As humans, we are always looking for ways to relate to others. I don’t believe that people mean any harm when they tell me about how much worse their experiences are than mine. I just don’t think they know how to react to someone sharing their feelings as freely as I do.

To me, this is a slight problem in our society. By no means, am I saying that we should all sit around on mats in a yoga studio sharing our every thought and feeling with each other.

But, what needs to happen is empathy. When I share how I am feeling about Clayton being gone, I am not looking for someone to pity me or feel sorry for me (sympathy). I am simply looking for someone to say, “I understand what you are going through, I hear you, it does get better. (empathy).

You and Me:

Americans in general are tough. We bounce back from tragedy, and work hard. But, we also don’t take care of ourselves and each other the way we should.

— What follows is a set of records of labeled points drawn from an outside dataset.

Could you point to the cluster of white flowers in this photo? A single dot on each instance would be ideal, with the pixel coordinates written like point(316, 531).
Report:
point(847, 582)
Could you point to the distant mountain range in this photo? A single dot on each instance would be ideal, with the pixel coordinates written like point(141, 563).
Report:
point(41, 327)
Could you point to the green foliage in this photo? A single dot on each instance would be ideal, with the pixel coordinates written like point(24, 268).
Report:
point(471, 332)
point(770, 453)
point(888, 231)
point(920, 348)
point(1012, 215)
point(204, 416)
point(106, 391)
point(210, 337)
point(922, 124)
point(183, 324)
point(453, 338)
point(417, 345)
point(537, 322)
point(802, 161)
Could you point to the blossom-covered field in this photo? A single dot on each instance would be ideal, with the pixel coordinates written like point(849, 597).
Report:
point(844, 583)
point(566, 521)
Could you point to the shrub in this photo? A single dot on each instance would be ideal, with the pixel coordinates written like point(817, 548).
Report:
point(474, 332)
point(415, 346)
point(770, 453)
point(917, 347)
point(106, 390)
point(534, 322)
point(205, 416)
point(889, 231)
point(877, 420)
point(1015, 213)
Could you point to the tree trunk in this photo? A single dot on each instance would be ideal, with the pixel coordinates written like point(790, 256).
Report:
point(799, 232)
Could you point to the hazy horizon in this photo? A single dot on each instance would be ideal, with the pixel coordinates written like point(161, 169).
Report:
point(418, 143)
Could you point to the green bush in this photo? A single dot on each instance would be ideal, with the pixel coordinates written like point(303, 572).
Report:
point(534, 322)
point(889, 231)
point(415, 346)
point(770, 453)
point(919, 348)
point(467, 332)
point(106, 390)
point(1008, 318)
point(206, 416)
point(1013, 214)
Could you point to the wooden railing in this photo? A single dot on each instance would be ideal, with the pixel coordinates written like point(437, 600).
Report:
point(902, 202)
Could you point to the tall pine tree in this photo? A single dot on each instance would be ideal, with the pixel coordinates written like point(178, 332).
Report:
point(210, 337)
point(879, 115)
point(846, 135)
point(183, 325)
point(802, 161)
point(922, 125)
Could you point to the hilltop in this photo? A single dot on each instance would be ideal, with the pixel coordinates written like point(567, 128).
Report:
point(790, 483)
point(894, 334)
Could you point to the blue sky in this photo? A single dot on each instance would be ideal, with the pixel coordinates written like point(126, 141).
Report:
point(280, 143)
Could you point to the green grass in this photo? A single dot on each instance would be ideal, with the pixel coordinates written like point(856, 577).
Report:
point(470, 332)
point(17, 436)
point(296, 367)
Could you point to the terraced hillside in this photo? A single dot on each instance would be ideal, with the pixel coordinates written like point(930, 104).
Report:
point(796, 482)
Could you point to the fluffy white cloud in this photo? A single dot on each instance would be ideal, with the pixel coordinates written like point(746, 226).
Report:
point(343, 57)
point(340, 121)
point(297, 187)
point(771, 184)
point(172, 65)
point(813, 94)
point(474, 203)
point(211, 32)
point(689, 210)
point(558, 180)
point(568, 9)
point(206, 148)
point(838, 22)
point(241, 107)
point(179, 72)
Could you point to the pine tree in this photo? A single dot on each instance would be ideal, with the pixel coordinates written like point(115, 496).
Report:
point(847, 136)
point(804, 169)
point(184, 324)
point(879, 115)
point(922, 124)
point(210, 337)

Even though it’s the 21st century, we are still a very guarded, judgmental bunch. People don’t feel free to express their struggles, especially when it comes to the way we feel. We constantly hide what we are going through, in fear that others will judge us.

We need to cut that shit out. Just because I cry sometimes, doesn’t make me weak. Just because I express my feelings openly, doesn’t make me a whiner.

I’m far from perfect, and I have a lot to learn myself. We need to stop telling each other how to feel, and simply start listening.